Fossils

Most people think of fossils as neatly mounted skeletons displayed in cool, clean museums with nicely printed labels at their feet.

Unfortunately, says Tim Tokaryk, assistant curator of paleontology at the Saskatchewan Museum of Natural History, they don’t occur that way in nature–though he wishes they did!

Tokaryk became interested in paleontology as a volunteer at the Provincial Museum of Alberta. His first day, he says, they plopped the ilium (a pubic bone) of a duck-billed dinosaur on his desk and told him to go to work–and he was hooked.

He’s been at the Museum of Natural History for 10 years, and has gone on lots of fossil-hunting expeditions, such as the one in 1991 that uncovered “Big Bert,” a 92-million-year-old crocodile whose fossil he’s been preparing at the Science Centre, in among the animated dinosaurs on display this summer.

Finding fossils, Tokaryk says, takes both luck and skill. First, he looks for exposed bedrock (not part of the Pre-Cambrian Shield, since there were no vertebrate animals when it formed) in places where rivers or glaciers have carved up the land, such as Big Valley. He might look for bedrock of a certain age (by checking geological surveys) if he needs a particular kind of specimen.

Experience pays off when he starts searching the rock for fossils, Tokaryk says. He’s built up an image-bank in his head of what certain bones look like, which makes it easier for him to recognize one if he sees it poking out of the rock. As for luck, well, “Science stumbles bravely on,” Tokaryk says: the sun might be at just the right angle, or he might come across a hillside just when erosion has exposed a skeleton.

Typically one piece of a fossil is found on a hillside and other pieces at the hill’s base, because the same erosion that exposes fossils also destroys them. The first task is to dig carefully around the bone to see if there’s more inside the hill. If there is, then the next step, Tokaryk says casually, is “to remove the hill.”

That could just be a matter of stripping away a metre of soil–or, as in the case of Big Bert, removing five tonnes of shale. Either way, it means a lot of back-breaking work with pick and shovel, or even jackhammers and dynamite.

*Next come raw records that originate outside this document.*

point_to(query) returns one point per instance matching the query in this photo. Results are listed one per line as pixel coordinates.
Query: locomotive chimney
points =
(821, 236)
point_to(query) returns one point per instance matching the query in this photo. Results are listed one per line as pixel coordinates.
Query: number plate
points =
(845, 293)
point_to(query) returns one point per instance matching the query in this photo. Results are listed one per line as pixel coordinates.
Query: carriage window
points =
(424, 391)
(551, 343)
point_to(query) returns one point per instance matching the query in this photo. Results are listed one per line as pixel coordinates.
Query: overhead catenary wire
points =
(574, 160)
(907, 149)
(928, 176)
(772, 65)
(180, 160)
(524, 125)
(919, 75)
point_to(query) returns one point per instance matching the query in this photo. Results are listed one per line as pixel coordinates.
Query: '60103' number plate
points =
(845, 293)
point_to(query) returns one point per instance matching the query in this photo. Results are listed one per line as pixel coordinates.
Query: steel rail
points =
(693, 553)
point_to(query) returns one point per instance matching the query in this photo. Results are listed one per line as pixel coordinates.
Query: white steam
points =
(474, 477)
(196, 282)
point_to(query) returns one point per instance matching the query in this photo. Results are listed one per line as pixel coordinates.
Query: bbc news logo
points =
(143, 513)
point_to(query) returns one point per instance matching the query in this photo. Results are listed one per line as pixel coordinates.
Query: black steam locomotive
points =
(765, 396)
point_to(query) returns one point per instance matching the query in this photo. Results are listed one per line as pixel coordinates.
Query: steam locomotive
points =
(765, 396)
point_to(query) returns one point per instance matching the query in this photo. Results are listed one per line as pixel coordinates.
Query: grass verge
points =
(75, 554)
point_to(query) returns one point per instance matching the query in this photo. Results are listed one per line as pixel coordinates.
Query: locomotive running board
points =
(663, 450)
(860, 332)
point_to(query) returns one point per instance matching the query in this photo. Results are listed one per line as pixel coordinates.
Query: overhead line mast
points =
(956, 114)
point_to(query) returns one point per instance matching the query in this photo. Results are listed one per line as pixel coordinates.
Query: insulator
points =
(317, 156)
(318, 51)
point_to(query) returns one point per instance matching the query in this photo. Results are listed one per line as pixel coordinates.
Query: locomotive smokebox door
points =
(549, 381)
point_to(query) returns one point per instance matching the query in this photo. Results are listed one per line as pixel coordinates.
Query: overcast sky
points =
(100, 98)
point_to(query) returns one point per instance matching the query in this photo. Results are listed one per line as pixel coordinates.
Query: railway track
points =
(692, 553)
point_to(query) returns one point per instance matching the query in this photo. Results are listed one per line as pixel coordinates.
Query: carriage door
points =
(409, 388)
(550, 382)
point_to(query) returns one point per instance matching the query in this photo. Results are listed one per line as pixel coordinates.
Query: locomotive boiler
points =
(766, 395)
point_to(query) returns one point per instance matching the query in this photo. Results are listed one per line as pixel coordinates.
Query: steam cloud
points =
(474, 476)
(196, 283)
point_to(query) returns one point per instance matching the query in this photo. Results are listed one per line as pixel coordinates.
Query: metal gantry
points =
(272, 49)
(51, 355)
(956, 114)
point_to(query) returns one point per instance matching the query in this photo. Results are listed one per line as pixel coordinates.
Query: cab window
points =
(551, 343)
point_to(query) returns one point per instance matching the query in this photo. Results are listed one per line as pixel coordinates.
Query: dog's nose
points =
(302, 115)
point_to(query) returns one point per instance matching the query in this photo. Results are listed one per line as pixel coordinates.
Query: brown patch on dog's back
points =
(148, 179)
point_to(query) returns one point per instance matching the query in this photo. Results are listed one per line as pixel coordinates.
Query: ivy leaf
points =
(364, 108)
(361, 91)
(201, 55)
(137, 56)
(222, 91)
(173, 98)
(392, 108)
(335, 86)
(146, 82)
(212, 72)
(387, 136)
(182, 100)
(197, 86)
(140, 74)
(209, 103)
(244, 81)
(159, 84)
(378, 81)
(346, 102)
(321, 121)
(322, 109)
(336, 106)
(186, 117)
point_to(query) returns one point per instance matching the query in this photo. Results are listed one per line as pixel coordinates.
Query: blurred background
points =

Once the overlaying material is stripped down to within 30 centimetres or so of the fossil, hand tools are used to follow the bone into the rock, to see how much is there. Next to the discovery itself, Tokaryk says, “that’s the fun part.”

When the fossil’s extent is known, a trench is cut around it, and then it’s cut into smaller blocks. Tokaryk tries to avoid cutting through bones, but sometimes has to, because usually he’ll be carting the fossils out on foot–though he did use a helicopter once for a particularly heavy piece.

The blocks are coated with about seven layers of burlap and plaster of Paris, with some two-by-fours between the third and fourth layers for stability. The top is covered first, then the block is flipped over and the bottom is covered.

Everything is also photographed and thoroughly mapped, and the rock is sectioned to help date the fossil and determine its ancient environment.

The plaster-covered blocks (big ones can weigh a tonne) are then taken to the museum, where Tokaryk uses very fine tools to free it from the rock, from the bottom up (because the top, having been exposed, is already partially prepared).

That preparation consists of coating the bone, as it is freed, with a shellac-like glue (thinned so it will penetrate the bone better). The glue helps minimize fractures, particularly in small bones.

Once free of the rock, the fossil is carefully catalogued and then studied. Paleontologists want to know what it is, what its environment was, and most of all, “What does it mean?” in terms of the history of that species and life in general.

Some fossils, after the initial study, are simply stored; others, destined for display, are replicated: latex rubber is painted over the bone to form a mold, and fibreglass or foam casts are made. It’s these replicas that you see mounted and displayed in museums.

The whole process, from discovery to display, takes years. Tokaryk says the fossil of a typical duck-billed dinosaur takes three weeks to collect, a year and a half to prepare, two months to replicate and a month to mount, with up to a year of research added in. That’s why he says the first thing he gets after the thrill of discovery wears off is a headache.

Yet Tokaryk says the rewards are worth the backbreaking work in the field and the painstaking work in the lab. One of our great attributes as a species, he says, is that we’re always asking “why?” That basic curiosity is the foundation of all the great discoveries of science, and it’s why he’s a paleontologist.

“I learn,” he says. “If it’s the ilium of a frog that lived 65 million years ago or the skeleton of a crocodile, I’m always learning something new. That’s the biggest kick I get.”